Hard Spheres on the Move

Cluster algorithms increase efficiency for systems on a lattice by flipping large numbers of connected spins at once. In "Cluster Monte Carlo algorithms", Werner Krauth summarizes work on how such algorithms can be used in a continuum hard sphere simulation.

The basic idea is to rotate particles by &pi around a randomly chosen axis. (The key observation is that this transformation is its own inverse). A practical algorithm (the pocket algorithm) chooses a collection of particles that can be rotated without any hard spheres overlapping. It starts with a single particle and rotates it. If it overlaps with any other particles, they are added to the collection. Then the new particles are tested in the same way, and the collection is built up of all the particles that need to be rotated to prevent any overlaps.

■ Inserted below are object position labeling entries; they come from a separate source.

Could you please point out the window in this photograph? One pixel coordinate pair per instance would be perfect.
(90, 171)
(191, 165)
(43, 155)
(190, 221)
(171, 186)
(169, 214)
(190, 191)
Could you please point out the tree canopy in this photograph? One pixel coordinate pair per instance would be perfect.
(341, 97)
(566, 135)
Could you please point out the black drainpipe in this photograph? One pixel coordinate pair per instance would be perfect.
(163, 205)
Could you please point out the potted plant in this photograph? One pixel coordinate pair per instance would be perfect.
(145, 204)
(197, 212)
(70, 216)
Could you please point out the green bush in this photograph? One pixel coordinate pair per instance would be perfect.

At high densities, this algorithm will fail because the pocket cluster will contain all (or most) of the particles in the system, and simply rotate the entire configuration. Despite this limitation, there are systems where these moves are useful (see the paper for some examples).

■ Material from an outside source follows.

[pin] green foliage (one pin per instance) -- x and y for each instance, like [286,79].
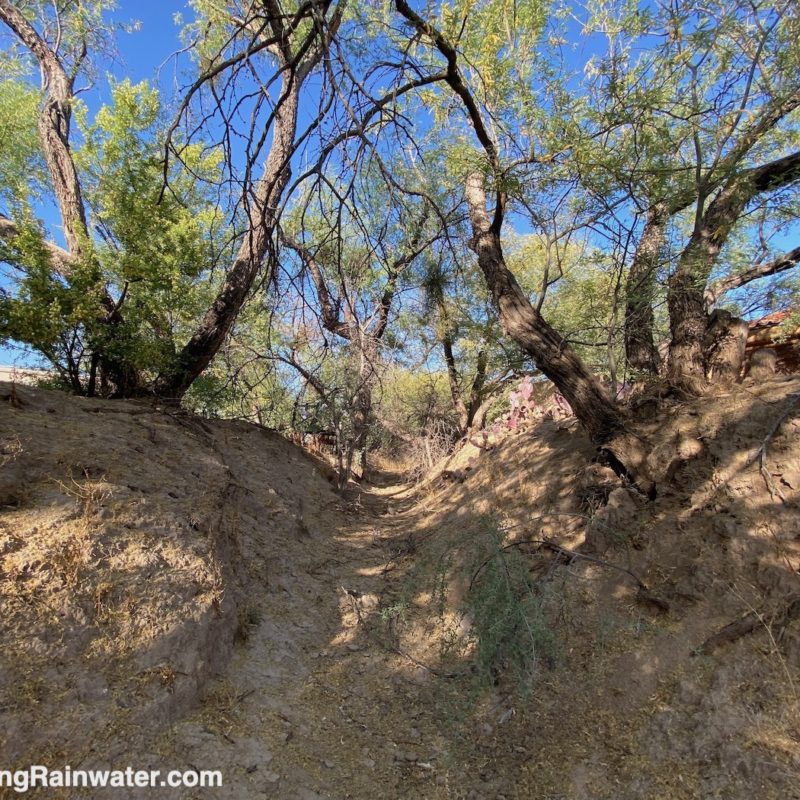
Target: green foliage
[21,167]
[509,631]
[154,250]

On another subject, suppose you wanted to keep the trial box size fixed, and see how the dynamics varied with density (which would be useful if one were studying the actual MC dynamics) At higher densities, the efficiency would get quite bad. Hirosi Watanabe, et al tackle this problem in A rejection-free Monte Carlo method for the hard-disk system. They use geometry rather than random sampling to determine the allowable move area (and acceptance probability). To actually choose a point, they use a rejection method (it's not clear why this method is called "rejection-free", then. Maybe because the rejections are not essential for maintaining detailed balance, and rejected moves don't need to be included in the average.). At the step of choosing a new point, the area they choose from is greatly reduced from the original trial area.